Construction, which was performed over an eight-month period, took place after the start of the COVID epidemic. ZFM stringently followed relevant New York City and State COVID protocols to ensure worker and pedestrian safety. Work was performed at night when pedestrian traffic was at a minimum to reduce impact on subway riders.
Urbahn Architects is a full-service planning and design firm based in New York City. Since its founding in 1945, Urbahn has designed projects for organizations and institutions that operate in the transportation, residential, healthcare, education, justice, science, hospitality, multi-family residential, and infrastructure sectors. The firm served as the architect for some of the nation’s most iconic structures, including the Vehicle Assembly Building and Launch Control at Kennedy Space Center in Cape Canaveral, FL, and the Fermi National Accelerator Lab in Batavia, IL.
Urbahn’s annual domestic and international project workload exceeds $500 million in construction value. ENR New York magazine recently recognized Urbahn as the 2019 Design Firm of the Year. Building Design & Construction ranks Urbahn as the 102nd largest architectural firm in the U.S. Four principals lead the firm: Donald E. Henry, Jr., AIA, LEED AP; Natale V. Barranco, AIA, LEED AP; Rafael Stein, AIA; and Ranabir Sengupta, AIA, LEED AP.

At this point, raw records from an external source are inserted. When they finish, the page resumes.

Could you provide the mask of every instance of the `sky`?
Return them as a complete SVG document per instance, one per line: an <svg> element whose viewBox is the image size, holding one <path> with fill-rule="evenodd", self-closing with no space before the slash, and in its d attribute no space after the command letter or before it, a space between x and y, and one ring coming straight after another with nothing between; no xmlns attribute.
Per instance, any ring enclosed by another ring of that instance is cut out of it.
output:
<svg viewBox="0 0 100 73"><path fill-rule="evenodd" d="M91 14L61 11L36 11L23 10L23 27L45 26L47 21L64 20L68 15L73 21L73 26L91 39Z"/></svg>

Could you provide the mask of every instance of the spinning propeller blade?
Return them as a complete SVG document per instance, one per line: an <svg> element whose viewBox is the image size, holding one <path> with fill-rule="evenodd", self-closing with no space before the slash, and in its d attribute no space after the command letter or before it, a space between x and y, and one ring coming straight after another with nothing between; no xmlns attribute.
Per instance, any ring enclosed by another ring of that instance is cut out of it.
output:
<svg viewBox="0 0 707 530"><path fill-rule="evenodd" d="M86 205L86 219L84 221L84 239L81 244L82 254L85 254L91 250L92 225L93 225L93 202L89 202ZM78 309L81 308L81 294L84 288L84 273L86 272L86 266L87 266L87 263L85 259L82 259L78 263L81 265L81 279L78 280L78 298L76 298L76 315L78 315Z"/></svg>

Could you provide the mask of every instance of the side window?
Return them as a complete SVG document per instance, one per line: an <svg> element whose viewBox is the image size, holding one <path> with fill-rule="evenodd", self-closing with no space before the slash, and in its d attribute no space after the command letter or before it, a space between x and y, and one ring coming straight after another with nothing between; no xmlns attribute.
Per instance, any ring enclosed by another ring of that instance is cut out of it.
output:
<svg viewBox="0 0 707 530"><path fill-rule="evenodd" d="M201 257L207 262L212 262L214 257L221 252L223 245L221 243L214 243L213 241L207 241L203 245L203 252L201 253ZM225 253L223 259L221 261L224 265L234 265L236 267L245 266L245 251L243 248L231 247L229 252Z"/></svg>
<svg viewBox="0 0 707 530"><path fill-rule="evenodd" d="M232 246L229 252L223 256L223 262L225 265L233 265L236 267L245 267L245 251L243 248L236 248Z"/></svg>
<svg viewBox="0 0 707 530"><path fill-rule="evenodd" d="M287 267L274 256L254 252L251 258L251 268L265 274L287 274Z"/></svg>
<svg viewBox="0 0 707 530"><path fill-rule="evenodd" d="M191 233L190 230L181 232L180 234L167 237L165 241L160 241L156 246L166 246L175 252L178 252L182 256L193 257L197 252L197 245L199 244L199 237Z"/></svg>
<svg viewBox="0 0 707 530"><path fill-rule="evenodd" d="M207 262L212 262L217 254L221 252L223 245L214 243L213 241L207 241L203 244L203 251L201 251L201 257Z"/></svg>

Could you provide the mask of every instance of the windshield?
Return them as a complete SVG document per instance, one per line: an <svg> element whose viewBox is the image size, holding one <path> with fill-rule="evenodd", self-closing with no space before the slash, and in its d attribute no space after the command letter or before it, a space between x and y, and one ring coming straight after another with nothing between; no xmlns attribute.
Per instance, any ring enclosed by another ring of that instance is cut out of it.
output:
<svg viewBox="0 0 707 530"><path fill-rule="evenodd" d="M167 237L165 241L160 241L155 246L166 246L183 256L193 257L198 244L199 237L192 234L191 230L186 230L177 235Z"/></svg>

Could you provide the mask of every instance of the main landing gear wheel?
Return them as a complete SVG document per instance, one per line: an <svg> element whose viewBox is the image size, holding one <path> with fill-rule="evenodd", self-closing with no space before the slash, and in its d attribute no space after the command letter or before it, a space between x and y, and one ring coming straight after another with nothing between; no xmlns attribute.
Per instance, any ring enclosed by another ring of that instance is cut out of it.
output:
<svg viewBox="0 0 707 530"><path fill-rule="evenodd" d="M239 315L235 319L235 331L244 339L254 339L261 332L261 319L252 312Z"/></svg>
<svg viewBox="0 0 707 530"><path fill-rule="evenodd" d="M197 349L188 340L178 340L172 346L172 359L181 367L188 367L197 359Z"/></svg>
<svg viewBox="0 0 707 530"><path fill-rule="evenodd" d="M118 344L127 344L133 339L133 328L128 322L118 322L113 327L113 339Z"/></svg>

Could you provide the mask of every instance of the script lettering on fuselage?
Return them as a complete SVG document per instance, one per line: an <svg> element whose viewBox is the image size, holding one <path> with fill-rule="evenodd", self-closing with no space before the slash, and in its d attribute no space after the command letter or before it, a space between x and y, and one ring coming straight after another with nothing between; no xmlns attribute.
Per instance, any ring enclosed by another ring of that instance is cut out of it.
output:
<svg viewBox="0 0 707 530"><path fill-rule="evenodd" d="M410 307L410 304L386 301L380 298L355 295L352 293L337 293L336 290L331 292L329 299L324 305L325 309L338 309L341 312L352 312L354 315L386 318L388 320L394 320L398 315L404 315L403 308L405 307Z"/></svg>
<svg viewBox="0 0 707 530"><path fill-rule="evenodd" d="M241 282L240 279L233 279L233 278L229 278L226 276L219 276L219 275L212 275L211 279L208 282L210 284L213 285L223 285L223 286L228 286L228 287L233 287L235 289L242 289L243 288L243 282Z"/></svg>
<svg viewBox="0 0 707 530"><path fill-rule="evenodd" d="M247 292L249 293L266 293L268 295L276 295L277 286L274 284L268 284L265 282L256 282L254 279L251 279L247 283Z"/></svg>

The firm’s transportation project portfolio includes the New York City Transit subway station flood mitigation resiliency program; renovations of multiple MTA subway stations in New York City; numerous projects for the Long Island Rail Road and New Jersey Transit; Newark City Subway Improvements in Newark, NJ; and rehabilitation of six train stations on the IRT White Plains Road line in the Bronx, NY.
Urbahn’s other recent commercial, institutional, and public work includes the $70 million Tides North multi-family residential development in Arverne, NY; New York City Hall Mayoral Offices and Emergency Situation Center and Public Health Lab Redevelopment Master Plans in New York, NY; Centro Medico Correccional in Bayamon, PR; the Jersey City Municipal Services Complex in Jersey City, NJ; the SUNY New Paltz Engineering Innovation Hub in New Paltz, NY; the Lehman College School of Nursing in the Bronx, NY; the Usha Martin University Master Plan in Ranchi, India; Columbia University’s Baker Field Facilities Master Plan in New York, NY; the P.S. 253Q Elementary School in Queens, NY; and the P.S. 144Q addition in Forest Hills, NY.